As more and more customers choose to pay with debit cards, credit cards, and contactless payment options, the red tape that merchants face can become daunting. Some merchants—especially restaurants—are choosing to simplify the sale while saving money through cash discounting. Cash discounting is when a merchant allows a customer to receive a discount when he or she is paying with cash.
Each time a merchant accepts a card payment, most likely they’re paying two fees: a contract fee to engage with the credit card processor who processes their transactions and an additional fee each time a card is charged—a transaction fee. When a consumer pays in cash, the cost of the transaction for the merchant is lower (and sometimes nonexistent). Because of this, many merchants offer discounts for cash paying customers. In this scenario, a merchant chooses to reduce the total bill if a customer pays with cash (instead of increasing the bill through a surcharge or convenience fee if a customer pays with a card).
Most merchants want to spend more time doing the job or providing the service—whether at an auto repair shop, a spa, or a local deli—and less time worrying about payment processing, transaction fees, and chargebacks. Some merchants are more ideal for cash discounting programs than others. For in-person transactions, cash can save time (no signatures or PIN numbers) and money (no credit card fee or potential future chargeback). For this reason, many restaurants, coffee shops, delis, and take-out shops are opting to offer cash discounting to customers to cut back on unnecessary fees.
Businesses often pass along some of the fees of their merchant account to customers directly so that credit card processing fees don’t cut into their profit margins. Merchants do this usually in one of two ways: increasing the cost of items pre-sale and implementing a cash discount OR adding a convenience fee to card purchases.
With cash discounting, customers who make card purchases aren’t penalized for use of the card, but all customers are incentivized to choose cash as a payment option. Cash discounting is legal in all states and isn’t subject to regulations.
If a merchant chooses to implement a surcharge program for card transactions instead, there are a few considerations:
For many reasons, cash discounting is a more attractive option for restaurants and other local food-industry shops. Most transactions they complete are ideal for cash discounting, and implementing such a program helps save on associated cost of processing fees.

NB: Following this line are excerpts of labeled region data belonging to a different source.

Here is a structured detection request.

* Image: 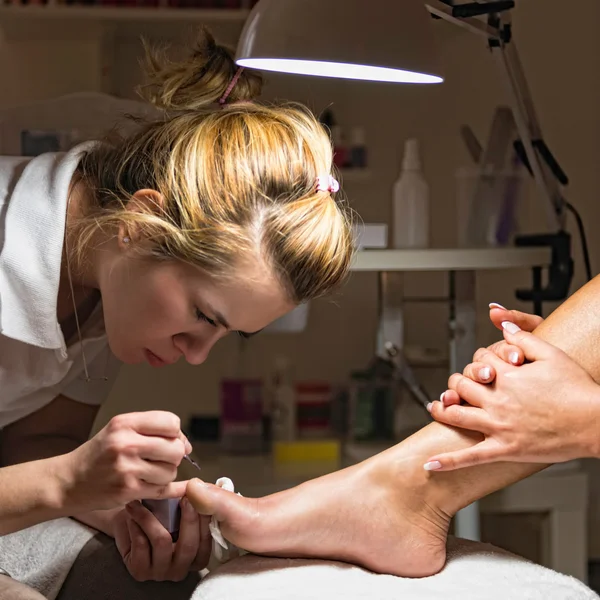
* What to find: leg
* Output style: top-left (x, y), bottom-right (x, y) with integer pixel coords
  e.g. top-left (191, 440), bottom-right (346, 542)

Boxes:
top-left (188, 277), bottom-right (600, 577)
top-left (55, 533), bottom-right (200, 600)
top-left (0, 575), bottom-right (45, 600)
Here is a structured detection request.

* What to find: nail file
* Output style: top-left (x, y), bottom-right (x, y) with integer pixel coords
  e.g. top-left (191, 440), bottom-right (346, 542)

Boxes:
top-left (183, 454), bottom-right (202, 471)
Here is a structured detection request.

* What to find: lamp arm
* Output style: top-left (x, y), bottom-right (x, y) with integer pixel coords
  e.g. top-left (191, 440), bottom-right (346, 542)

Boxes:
top-left (425, 0), bottom-right (566, 231)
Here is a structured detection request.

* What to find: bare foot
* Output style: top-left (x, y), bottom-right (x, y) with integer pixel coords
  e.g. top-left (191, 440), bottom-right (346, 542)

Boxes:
top-left (187, 446), bottom-right (450, 577)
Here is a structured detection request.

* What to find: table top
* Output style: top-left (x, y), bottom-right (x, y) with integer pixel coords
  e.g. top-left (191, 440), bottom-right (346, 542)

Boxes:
top-left (351, 247), bottom-right (552, 271)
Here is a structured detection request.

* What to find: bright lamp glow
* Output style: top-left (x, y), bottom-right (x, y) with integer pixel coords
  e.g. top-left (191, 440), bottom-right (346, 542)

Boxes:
top-left (237, 58), bottom-right (443, 83)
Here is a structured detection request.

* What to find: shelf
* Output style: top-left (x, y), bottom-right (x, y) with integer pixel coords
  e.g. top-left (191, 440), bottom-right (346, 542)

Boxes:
top-left (0, 5), bottom-right (250, 39)
top-left (340, 169), bottom-right (371, 186)
top-left (351, 247), bottom-right (552, 271)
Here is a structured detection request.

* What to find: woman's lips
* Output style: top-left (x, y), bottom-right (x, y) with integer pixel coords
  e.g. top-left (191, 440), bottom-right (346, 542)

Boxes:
top-left (144, 348), bottom-right (169, 367)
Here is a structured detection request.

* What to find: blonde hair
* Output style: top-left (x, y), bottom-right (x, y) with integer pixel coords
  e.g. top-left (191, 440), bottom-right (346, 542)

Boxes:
top-left (77, 32), bottom-right (354, 303)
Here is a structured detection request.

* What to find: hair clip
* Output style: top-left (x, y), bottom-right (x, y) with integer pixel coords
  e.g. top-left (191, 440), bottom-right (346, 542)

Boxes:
top-left (317, 175), bottom-right (340, 194)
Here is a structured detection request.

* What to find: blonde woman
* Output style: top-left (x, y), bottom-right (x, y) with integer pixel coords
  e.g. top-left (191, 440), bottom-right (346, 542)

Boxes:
top-left (0, 36), bottom-right (353, 599)
top-left (187, 276), bottom-right (600, 577)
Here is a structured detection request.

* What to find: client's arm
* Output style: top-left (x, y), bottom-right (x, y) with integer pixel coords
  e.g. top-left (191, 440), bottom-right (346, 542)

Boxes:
top-left (390, 277), bottom-right (600, 514)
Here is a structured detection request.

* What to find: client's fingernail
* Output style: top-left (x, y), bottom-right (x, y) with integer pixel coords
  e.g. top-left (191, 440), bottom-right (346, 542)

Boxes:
top-left (423, 460), bottom-right (442, 471)
top-left (502, 321), bottom-right (521, 333)
top-left (489, 302), bottom-right (506, 310)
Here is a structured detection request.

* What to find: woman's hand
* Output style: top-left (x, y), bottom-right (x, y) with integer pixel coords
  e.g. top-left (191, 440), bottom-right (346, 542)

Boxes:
top-left (114, 498), bottom-right (212, 581)
top-left (65, 411), bottom-right (192, 513)
top-left (440, 303), bottom-right (544, 406)
top-left (427, 323), bottom-right (600, 471)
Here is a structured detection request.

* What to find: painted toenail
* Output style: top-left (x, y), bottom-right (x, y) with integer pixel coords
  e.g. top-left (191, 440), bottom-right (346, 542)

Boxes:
top-left (489, 302), bottom-right (506, 310)
top-left (502, 321), bottom-right (521, 333)
top-left (423, 460), bottom-right (442, 471)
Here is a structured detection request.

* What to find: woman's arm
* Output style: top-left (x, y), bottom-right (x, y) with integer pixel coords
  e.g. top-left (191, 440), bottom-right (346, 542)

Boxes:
top-left (0, 396), bottom-right (116, 537)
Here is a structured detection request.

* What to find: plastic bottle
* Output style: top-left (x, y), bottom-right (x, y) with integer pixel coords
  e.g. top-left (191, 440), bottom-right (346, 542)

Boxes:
top-left (392, 138), bottom-right (429, 248)
top-left (350, 127), bottom-right (367, 169)
top-left (271, 356), bottom-right (296, 442)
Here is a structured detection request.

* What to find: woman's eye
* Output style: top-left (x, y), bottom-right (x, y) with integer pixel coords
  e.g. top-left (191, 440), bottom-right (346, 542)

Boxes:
top-left (196, 308), bottom-right (217, 327)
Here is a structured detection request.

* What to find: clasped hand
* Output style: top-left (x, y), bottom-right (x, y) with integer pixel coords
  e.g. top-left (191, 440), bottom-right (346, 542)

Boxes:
top-left (427, 305), bottom-right (600, 471)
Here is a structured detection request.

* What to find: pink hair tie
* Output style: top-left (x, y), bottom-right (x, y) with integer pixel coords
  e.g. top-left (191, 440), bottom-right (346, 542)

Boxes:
top-left (317, 175), bottom-right (340, 194)
top-left (219, 67), bottom-right (244, 106)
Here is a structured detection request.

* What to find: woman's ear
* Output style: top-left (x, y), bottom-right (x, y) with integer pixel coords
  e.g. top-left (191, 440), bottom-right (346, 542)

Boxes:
top-left (118, 189), bottom-right (165, 250)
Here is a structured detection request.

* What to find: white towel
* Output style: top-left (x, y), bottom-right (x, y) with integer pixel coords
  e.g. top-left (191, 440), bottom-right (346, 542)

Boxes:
top-left (193, 538), bottom-right (599, 600)
top-left (0, 519), bottom-right (96, 600)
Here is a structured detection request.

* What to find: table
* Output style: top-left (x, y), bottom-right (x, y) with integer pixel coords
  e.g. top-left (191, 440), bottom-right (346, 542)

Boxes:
top-left (351, 247), bottom-right (551, 540)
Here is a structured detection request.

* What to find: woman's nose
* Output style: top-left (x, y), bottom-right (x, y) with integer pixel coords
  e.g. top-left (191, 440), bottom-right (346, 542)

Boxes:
top-left (173, 333), bottom-right (219, 365)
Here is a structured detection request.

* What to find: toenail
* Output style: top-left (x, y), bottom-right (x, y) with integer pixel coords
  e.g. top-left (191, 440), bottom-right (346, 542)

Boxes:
top-left (423, 460), bottom-right (442, 471)
top-left (502, 321), bottom-right (521, 334)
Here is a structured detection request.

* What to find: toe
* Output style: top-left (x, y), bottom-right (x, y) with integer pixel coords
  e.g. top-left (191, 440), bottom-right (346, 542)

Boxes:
top-left (186, 479), bottom-right (262, 550)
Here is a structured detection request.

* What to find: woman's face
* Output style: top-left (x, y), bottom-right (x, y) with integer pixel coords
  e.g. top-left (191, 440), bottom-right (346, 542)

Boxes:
top-left (98, 251), bottom-right (294, 367)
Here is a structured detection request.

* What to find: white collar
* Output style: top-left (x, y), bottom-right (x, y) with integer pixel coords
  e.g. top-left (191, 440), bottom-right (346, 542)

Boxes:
top-left (0, 143), bottom-right (94, 352)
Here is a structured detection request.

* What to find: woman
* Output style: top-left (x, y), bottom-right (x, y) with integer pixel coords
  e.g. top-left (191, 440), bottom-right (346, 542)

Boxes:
top-left (186, 277), bottom-right (600, 577)
top-left (0, 30), bottom-right (353, 598)
top-left (430, 304), bottom-right (600, 471)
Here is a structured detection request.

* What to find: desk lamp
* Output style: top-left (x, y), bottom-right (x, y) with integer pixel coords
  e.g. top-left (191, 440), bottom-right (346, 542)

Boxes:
top-left (236, 0), bottom-right (591, 314)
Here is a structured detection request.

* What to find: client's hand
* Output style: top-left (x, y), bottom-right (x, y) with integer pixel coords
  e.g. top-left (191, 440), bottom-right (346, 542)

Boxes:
top-left (440, 303), bottom-right (543, 406)
top-left (428, 323), bottom-right (600, 471)
top-left (114, 498), bottom-right (212, 581)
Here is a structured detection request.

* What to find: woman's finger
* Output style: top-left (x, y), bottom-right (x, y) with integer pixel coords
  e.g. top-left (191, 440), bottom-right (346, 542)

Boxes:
top-left (463, 362), bottom-right (496, 383)
top-left (192, 515), bottom-right (212, 571)
top-left (440, 390), bottom-right (460, 406)
top-left (423, 440), bottom-right (506, 473)
top-left (171, 498), bottom-right (200, 581)
top-left (448, 373), bottom-right (490, 408)
top-left (127, 502), bottom-right (173, 581)
top-left (136, 460), bottom-right (177, 485)
top-left (490, 303), bottom-right (544, 332)
top-left (431, 402), bottom-right (494, 434)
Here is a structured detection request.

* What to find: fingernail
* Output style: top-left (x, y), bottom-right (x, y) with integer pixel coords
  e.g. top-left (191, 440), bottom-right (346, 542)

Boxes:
top-left (502, 321), bottom-right (521, 333)
top-left (489, 302), bottom-right (506, 310)
top-left (423, 460), bottom-right (442, 471)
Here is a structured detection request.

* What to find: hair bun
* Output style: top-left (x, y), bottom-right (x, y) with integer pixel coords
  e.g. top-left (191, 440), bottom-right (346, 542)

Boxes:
top-left (138, 28), bottom-right (262, 111)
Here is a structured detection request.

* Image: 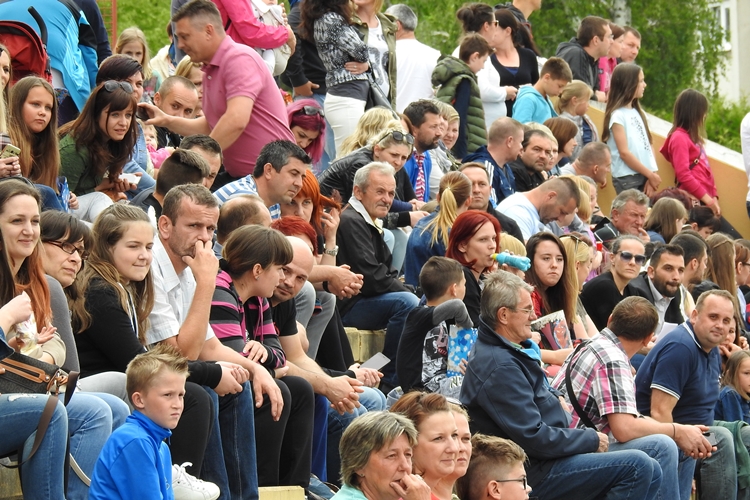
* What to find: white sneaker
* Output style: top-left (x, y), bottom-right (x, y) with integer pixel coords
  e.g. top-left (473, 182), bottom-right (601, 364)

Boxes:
top-left (172, 462), bottom-right (221, 500)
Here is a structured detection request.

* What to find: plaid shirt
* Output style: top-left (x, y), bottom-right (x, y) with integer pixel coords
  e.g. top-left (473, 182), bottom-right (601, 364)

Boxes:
top-left (552, 328), bottom-right (638, 437)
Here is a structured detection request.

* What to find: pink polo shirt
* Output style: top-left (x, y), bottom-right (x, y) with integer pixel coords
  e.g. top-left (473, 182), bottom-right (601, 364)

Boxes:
top-left (203, 36), bottom-right (294, 178)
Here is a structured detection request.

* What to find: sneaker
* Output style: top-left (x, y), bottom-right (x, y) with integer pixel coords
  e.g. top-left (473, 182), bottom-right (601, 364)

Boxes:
top-left (172, 462), bottom-right (221, 500)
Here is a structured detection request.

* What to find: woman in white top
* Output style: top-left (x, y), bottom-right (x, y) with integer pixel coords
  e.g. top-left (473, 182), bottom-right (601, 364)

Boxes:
top-left (602, 63), bottom-right (661, 196)
top-left (453, 3), bottom-right (518, 130)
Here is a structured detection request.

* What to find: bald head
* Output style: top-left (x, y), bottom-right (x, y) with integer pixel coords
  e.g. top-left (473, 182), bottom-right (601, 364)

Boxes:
top-left (271, 236), bottom-right (315, 305)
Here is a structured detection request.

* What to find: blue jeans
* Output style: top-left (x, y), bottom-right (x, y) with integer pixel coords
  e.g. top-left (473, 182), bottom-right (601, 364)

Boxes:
top-left (0, 394), bottom-right (68, 500)
top-left (609, 434), bottom-right (695, 500)
top-left (65, 392), bottom-right (115, 500)
top-left (530, 450), bottom-right (661, 500)
top-left (201, 382), bottom-right (258, 500)
top-left (122, 160), bottom-right (156, 199)
top-left (341, 292), bottom-right (419, 387)
top-left (697, 426), bottom-right (750, 500)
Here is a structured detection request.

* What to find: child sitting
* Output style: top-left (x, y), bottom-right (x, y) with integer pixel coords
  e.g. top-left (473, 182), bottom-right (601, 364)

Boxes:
top-left (513, 57), bottom-right (573, 123)
top-left (253, 0), bottom-right (292, 76)
top-left (396, 257), bottom-right (473, 394)
top-left (138, 120), bottom-right (174, 169)
top-left (714, 347), bottom-right (750, 423)
top-left (89, 345), bottom-right (219, 500)
top-left (432, 33), bottom-right (492, 158)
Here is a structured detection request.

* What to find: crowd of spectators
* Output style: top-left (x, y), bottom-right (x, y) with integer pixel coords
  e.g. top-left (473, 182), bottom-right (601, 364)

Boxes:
top-left (5, 0), bottom-right (750, 500)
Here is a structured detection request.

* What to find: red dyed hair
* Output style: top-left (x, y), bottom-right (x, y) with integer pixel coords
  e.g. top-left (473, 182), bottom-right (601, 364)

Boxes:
top-left (295, 171), bottom-right (341, 236)
top-left (445, 210), bottom-right (502, 267)
top-left (271, 215), bottom-right (318, 257)
top-left (286, 99), bottom-right (326, 163)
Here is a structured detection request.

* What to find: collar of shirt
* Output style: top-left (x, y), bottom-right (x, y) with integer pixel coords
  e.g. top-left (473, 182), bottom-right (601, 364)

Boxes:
top-left (349, 196), bottom-right (383, 234)
top-left (202, 35), bottom-right (234, 73)
top-left (153, 236), bottom-right (184, 292)
top-left (648, 277), bottom-right (674, 307)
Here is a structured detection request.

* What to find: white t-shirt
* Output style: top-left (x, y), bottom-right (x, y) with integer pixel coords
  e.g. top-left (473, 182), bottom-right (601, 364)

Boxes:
top-left (396, 39), bottom-right (440, 113)
top-left (607, 108), bottom-right (659, 177)
top-left (367, 21), bottom-right (391, 99)
top-left (497, 193), bottom-right (549, 241)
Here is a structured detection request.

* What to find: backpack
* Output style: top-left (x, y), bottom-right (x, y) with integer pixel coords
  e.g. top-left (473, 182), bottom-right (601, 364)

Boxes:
top-left (0, 7), bottom-right (52, 85)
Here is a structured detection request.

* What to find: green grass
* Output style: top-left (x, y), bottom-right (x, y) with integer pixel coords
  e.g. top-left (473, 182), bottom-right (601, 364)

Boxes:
top-left (117, 0), bottom-right (170, 57)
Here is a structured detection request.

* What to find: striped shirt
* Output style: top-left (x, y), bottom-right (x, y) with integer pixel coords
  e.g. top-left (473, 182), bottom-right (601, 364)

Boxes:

In order to accept credit cards, restaurants are usually paying two fees—a base fee to a card network to process the payment, as well as a transaction fee each time they accept a card as payment. By encouraging customers to pay with cash, restaurants are able to eliminate the transaction fee, and in some cases, pay a lower base fee to processors.
Restaurants are more easily able to implement cash discounting than a surcharge program in most cases. Usually, restaurants either make a notation somewhere on the menu (and at point of sale) that menu prices reflect the cash price of the item (indicating that the cash discount is already reflected) OR they raise the price on all items in order to offer a discount when a customer pays with cash. Cash discounting can be a set percentage (three percent of the total, for example) or can be a set amount ($0.25 off the bill, for example). Most restaurants determine their cash discount by studying their sales (average ticket cost, cost of menu items, etc.) and finding discount point high enough to incentivize customers (while still being cheaper than the alternative card processing fee).
When a discount is offered, more customers are likely to pay with cash if they have it on hand. Although cash payments are only easier for restaurants in some ways, usually the benefit of combatting transaction fees and eliminating chargebacks provides reason enough to deal with the negative aspects of cash transactions (counting, depositing, employee accountability).
Encouraging cash payments also help merchants cut down on the number of possible chargebacks they incur. A chargeback is a reversal of a credit card charge enacted by the card-issuing bank at the request of the cardholder.
Often, if a customer is unhappy with an order or a particular service, rather than requesting a refund from the merchant, he/she will go directly to their bank and request a chargeback. Sometimes chargebacks are a result of identity theft or fraud, but more often than not, chargebacks could be eliminated if customers were willing to mediate their complaint with the merchant first.
In the food industry, a customer might request a chargeback from the bank if they dispute the bill total or have a disagreement about the items they were charged for. By incentivizing cash purchases, the merchant ensures that he/she has the opportunity to mediate the dispute first instead of getting smacked with exorbitant chargeback fees.
Although restaurants and food-related shops will still likely deal with chargebacks, cutting down on total card transactions helps fight the total number of chargebacks or disputes they have to deal with regularly.
Cash discounting programs can offer strong incentives for food-related merchants as well as customers. While customers are able to save some of the cash they’re spending by choosing not to swipe, merchants also win by reducing the number of overall transaction fees and potential chargebacks they incur.
Cash discounting still has some negatives—cash flow management and reporting, for example, as well as overall perception of those customers who still prefer the card—but is worth reasonable consideration. In simplifying a sale and keeping transactions quick and relational, cash is still king.